All The Light We Cannot See

All The Light We Cannot See

All The Light We Cannot See by Anthony Doerr. A very good book. Set in Paris, Saint Malo, Germany and Russia, it follows the lives of a few main characters just before, during and after WW2. The main story culminates with the fire-bombing of St Malo in August 1945. The main characters are a blind girl (who survives the terrifying fire-bombing), her father and great-uncle; a very young German soldier (radio-tracking private), his sister and his giant sergeant; a large diamond; and a German sergeant major who is tracking it.

The story is very well crafted, interweaving threads in very short chapters from before the war with equally short chapters of the bombing. We get to appreciate the restricted life and terror of blind Marie-Laure and extraordinary love and care given her by her locksmith father; her agrophobic radio wizard great-uncle (shell-shocked from WW1); the conform or die education of orphan (also radio wiz) German Werner and his sister Jutta; the hopelessness and mindless violence of the German army; the systematic and determined brain-washing of Germany leading up to and during WW2 (to question is to die); the violence towards anyone different in German education; the bravery of a very few in the French resistance of St Malo. And yet, through all this violence and hopelessness, we have a few gentle people attempting to hold onto beauty and remain their own self.

I think that Doerr captures extremely well the mix of violence, love, beauty and gentleness. A contrast between the mindless violence of Germans and the love and caring of several people for Marie-Laure. For me, this book is almost the equivalent of ‘All Quiet on the Western Front’, though with civilians in the mix and a blind one at that. Some (maybe the majority) join in the mindless violence without a second thought; others strive to get through each day as well as they can – not bravery, just coping.

Doerr maintains a very nice line of tension throughout the book, with a constant threat of death hanging over everyone from the war and from the curse of the diamond. Interleaving the timeline of the story helps keep the tension.

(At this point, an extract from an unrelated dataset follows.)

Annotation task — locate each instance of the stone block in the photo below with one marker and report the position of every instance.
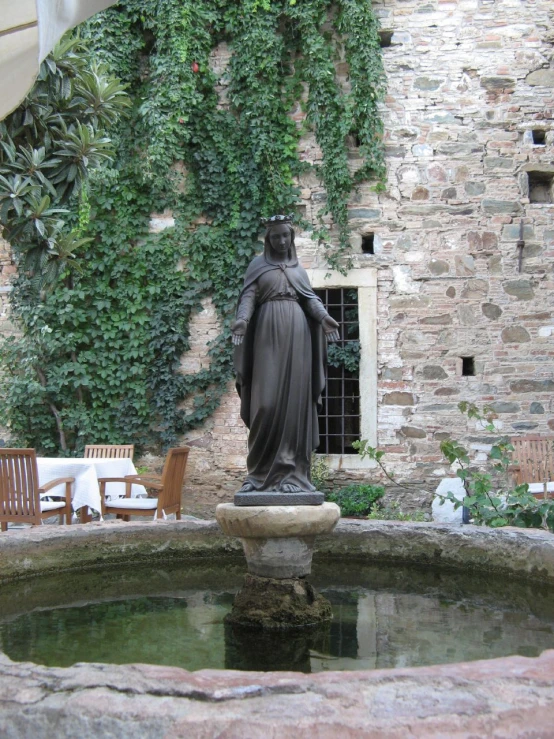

Three chapters at the end bring the book to the modern day. I still do not know how Germany went from the brain-washed goose-stepping, slaughtering, fuerer worshipping nation of WW2 to the Germany of today. A switch is switched?

It is worth exploring the title ‘All The Light We Cannot See’: the blind girl is obvious (she does not see light); radio plays a large part in the story – a form of light that we cannot see; the young German who is smashed up during training because he says ‘no’ and will never see the light of his birds again; after WWI her uncle locks himself inside his house – yet emerges to deliver messages for the French Resistance; the true diamond reflects light in certain way. Also enlightenment and darkness are also themes.